I have a 28 ga. for sale if you are interested. I bought it used, but it is in excellent shape. I have the box and all the chokes.

Eric


----------



## DallanC

Airborne said:


> Here is a question for ya--in the competitive shotgun world (Olympics, Trap, Skeet) what type of shotgun is used? It is the Over/Under. If shooters could break more clays with a semi-auto, pump, or side by sides they would. O/U generally swing and point better than other types of shotguns. They also have the ability to shoot different chokes.

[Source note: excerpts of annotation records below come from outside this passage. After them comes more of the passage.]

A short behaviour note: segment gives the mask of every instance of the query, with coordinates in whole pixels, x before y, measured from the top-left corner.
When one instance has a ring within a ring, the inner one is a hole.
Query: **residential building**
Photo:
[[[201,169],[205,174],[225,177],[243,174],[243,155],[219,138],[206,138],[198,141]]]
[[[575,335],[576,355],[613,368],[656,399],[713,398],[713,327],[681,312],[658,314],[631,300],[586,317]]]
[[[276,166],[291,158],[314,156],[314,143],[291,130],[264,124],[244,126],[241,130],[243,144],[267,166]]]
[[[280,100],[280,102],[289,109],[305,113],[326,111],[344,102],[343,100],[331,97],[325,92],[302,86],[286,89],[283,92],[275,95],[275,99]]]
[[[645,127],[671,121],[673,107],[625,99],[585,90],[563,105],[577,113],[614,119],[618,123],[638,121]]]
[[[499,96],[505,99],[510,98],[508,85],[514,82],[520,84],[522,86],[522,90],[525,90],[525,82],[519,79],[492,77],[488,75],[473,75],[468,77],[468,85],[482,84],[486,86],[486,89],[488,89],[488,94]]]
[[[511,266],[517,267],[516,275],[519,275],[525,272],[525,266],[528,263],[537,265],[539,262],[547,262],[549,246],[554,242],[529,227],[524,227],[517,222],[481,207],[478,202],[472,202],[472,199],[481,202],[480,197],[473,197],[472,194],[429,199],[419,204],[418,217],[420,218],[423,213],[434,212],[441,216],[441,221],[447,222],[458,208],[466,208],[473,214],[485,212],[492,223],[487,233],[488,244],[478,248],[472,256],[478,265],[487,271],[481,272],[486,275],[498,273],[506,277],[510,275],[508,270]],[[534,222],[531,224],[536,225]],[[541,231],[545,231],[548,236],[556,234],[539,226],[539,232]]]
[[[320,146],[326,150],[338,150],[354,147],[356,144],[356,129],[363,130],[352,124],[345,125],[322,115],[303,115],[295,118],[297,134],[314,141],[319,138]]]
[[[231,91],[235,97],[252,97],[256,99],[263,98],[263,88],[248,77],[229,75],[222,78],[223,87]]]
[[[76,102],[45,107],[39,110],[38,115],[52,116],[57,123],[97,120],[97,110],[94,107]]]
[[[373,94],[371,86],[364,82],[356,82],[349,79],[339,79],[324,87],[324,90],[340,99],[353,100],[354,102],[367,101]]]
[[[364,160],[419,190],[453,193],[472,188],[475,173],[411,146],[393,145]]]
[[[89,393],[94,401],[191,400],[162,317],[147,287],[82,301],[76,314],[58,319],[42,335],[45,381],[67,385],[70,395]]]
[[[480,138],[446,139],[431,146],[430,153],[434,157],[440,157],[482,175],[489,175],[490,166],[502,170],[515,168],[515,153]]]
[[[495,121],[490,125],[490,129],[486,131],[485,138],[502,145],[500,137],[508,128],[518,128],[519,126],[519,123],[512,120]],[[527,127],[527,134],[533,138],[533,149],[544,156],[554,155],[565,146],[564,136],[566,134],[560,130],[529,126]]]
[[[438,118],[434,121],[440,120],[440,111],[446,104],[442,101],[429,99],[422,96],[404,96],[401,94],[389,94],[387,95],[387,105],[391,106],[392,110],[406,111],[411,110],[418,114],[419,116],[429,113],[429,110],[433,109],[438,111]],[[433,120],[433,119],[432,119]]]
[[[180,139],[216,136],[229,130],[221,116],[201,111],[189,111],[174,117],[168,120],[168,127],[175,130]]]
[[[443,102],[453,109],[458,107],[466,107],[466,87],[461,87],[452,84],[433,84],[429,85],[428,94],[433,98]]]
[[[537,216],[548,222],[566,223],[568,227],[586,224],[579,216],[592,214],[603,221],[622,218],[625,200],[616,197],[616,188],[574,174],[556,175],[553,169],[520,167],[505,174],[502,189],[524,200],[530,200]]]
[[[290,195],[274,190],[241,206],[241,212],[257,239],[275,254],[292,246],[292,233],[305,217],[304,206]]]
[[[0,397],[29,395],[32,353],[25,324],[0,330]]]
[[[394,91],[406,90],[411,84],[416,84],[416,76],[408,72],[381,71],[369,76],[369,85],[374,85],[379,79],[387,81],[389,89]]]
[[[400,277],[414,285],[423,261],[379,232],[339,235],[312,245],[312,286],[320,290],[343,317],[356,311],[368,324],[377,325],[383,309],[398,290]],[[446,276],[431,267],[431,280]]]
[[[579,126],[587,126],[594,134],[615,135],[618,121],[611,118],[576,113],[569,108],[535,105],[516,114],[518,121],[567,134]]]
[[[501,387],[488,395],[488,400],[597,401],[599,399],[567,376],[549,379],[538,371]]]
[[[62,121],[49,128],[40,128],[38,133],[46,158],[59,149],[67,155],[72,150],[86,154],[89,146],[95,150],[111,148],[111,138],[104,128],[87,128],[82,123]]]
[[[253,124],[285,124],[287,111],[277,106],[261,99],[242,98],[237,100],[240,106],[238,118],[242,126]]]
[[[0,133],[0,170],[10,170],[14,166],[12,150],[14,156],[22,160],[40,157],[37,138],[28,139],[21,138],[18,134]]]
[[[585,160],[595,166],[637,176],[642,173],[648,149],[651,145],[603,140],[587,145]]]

Semi-Autos aren't even allowed in alot of countries so they certainly wont be using those. Some countries don't even allow guns, so the Olympic shooters have to travel to adjacent countries to even practice.

God Bless America!

-DallanC


----------



## Airborne

DallanC said:


> Semi-Autos aren't even allowed in alot of countries so they certainly wont be using those. Some countries don't even allow guns, so the Olympic shooters have to travel to adjacent countries to even practice.
> 
> God Bless America!
> 
> -DallanC


I get what your saying and agree with your sentiment but if semi autos can break more clays wouldn't we see them winning most competitions that take place in the good ole US of A? We don't see that-what we see is most competitions in the USA being won by over unders when any type of shotgun would be allowed to compete. Maybe I'm wrong but there has to be something to that.


----------



## AF CYN

UPDATE: I sent the gun into Savage in June after doing a ******* kitchen trigger pull test. It took a little over 11 lbs. of weight to release the trigger, which was unacceptable. I got the gun back today (took about 2 months) and did my same ******* trigger test. First barrel triggered at about 6.5 lbs. and the second was just under 7 lbs., which is much better. They also fixed the stiff safety, which is much smoother now. I'm happy with the results. The gun already points and balances nicely, so I think the resolution of this issue will make it a good gun.


----------